Vida para além do esgoto



Por MARIA CLARA LUCCHETTI BINGEMER



           Há  muito a mídia noticia e não é segredo para ninguém que a China tem políticas  rígidas e severas para limitar a natalidade.  Sobretudo se são nascidos  de mães solteiras. Bebês chineses nascidos fora do casamento muitas vezes são  abandonados pelas mães em consequência das pressões sociais e financeiras. A  política do filho único do país também pode representar multas pesadas para os  casais que têm mais de um  bebê.

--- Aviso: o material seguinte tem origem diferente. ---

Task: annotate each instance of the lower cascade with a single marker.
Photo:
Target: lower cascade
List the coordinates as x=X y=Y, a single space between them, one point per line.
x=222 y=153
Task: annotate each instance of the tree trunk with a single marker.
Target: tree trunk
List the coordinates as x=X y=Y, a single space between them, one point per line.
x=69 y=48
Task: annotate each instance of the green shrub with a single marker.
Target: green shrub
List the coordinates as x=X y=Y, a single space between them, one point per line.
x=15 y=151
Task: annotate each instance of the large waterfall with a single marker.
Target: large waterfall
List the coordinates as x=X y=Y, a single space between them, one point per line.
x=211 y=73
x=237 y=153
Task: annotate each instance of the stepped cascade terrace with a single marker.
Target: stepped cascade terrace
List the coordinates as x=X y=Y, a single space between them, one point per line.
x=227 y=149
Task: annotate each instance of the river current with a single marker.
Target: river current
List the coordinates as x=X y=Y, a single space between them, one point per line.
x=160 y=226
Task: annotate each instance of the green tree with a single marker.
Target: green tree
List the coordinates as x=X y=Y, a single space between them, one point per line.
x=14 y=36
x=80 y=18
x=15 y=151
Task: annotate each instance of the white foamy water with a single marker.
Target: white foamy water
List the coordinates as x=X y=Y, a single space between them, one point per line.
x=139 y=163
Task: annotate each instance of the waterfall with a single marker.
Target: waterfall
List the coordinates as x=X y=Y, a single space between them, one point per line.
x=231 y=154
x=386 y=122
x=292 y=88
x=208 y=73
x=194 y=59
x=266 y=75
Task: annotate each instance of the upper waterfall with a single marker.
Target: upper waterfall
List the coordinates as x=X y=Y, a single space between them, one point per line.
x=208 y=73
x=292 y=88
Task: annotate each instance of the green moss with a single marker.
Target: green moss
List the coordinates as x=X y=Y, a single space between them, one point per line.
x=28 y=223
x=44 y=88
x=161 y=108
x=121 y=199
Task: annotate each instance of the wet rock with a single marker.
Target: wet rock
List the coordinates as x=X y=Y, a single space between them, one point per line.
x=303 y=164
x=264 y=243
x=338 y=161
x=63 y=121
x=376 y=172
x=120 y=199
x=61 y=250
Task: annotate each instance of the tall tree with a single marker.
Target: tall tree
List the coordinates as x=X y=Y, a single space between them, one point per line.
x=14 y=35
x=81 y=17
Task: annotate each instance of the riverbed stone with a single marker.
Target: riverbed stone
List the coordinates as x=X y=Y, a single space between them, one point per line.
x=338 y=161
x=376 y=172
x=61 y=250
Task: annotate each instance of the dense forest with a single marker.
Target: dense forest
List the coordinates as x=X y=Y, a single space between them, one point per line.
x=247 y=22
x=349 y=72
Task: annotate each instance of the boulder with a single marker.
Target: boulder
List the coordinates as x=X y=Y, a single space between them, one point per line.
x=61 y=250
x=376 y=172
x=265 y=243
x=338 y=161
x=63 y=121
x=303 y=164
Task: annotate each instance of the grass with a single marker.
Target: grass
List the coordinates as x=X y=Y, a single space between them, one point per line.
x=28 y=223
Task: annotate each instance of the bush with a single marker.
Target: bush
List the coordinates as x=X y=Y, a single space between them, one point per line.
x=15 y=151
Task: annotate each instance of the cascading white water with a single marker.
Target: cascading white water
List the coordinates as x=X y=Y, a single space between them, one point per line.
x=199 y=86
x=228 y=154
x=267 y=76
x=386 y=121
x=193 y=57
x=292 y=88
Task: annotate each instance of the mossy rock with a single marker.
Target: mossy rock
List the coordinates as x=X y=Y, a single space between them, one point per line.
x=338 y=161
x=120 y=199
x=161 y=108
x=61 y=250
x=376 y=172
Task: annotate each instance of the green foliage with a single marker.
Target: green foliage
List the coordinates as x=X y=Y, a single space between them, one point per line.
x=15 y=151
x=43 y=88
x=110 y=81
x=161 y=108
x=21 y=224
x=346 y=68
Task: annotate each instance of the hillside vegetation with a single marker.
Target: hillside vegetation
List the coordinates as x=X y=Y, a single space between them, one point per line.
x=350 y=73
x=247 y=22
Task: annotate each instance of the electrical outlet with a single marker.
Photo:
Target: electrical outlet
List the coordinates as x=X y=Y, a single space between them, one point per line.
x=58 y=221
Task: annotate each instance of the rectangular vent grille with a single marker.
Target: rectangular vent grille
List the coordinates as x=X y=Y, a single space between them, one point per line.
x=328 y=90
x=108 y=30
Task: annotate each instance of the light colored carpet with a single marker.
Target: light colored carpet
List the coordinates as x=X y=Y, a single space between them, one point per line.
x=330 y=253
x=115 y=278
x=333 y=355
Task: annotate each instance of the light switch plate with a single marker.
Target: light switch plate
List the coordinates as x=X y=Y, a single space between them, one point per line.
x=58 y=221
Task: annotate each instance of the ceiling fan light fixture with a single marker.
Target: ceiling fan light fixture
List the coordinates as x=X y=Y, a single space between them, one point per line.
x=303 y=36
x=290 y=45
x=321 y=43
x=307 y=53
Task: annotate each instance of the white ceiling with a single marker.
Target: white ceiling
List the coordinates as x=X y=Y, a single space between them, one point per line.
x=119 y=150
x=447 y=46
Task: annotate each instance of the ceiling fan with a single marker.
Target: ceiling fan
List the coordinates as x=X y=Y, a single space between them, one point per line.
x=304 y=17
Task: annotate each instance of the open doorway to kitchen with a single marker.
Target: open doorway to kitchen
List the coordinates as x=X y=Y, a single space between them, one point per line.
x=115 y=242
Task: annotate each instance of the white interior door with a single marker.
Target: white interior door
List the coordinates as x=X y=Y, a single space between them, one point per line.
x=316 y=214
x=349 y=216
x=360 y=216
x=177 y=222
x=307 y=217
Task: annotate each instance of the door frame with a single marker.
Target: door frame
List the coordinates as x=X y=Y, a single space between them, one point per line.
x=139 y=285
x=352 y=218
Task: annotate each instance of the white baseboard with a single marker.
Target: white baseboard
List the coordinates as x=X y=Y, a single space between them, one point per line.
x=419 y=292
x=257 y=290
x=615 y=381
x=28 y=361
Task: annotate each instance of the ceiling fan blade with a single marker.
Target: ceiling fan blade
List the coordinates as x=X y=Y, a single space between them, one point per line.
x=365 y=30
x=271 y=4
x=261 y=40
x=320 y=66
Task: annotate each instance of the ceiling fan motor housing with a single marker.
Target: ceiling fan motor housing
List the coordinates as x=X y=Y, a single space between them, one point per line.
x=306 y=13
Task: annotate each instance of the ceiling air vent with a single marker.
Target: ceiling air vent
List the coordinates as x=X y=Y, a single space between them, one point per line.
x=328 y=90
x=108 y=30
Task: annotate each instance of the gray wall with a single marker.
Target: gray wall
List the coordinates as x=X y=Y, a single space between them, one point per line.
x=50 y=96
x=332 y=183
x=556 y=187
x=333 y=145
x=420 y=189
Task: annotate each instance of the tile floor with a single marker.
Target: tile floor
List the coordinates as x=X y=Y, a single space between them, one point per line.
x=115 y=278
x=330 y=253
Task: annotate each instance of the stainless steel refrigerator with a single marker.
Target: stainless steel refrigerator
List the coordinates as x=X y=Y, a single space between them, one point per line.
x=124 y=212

            Assim  aconteceu com uma jovem de 22 anos na província de Zhejiang, dias atrás. Com  medo, escondeu de todos a gravidez.  No vaso sanitário, ela começou a  perder sangue e na hemorragia perdeu igualmente, através da tubulação do  banheiro, o bebê a termo que levava no ventre.  Solteira,  escondeu  a gravidez com medo de represálias por parte das autoridades. Até o momento em  que deu à luz de maneira inesperada no banheiro. Segundo ela, o bebê caiu,  acidentalmente, no vaso sanitário e desceu pelo encanamento de 10 centímetros  de  diâmetro.
            De  repente, gemidos e choros começaram a ser ouvidos por uma mulher.  E sua  fonte foi identificada: o banheiro onde a jovem mulher havia dado à luz e  perdido seu bebê dentro do vaso sanitário.  O recém-nascido caiu na  tubulação e ficou preso, informou a polícia de  Jinhua.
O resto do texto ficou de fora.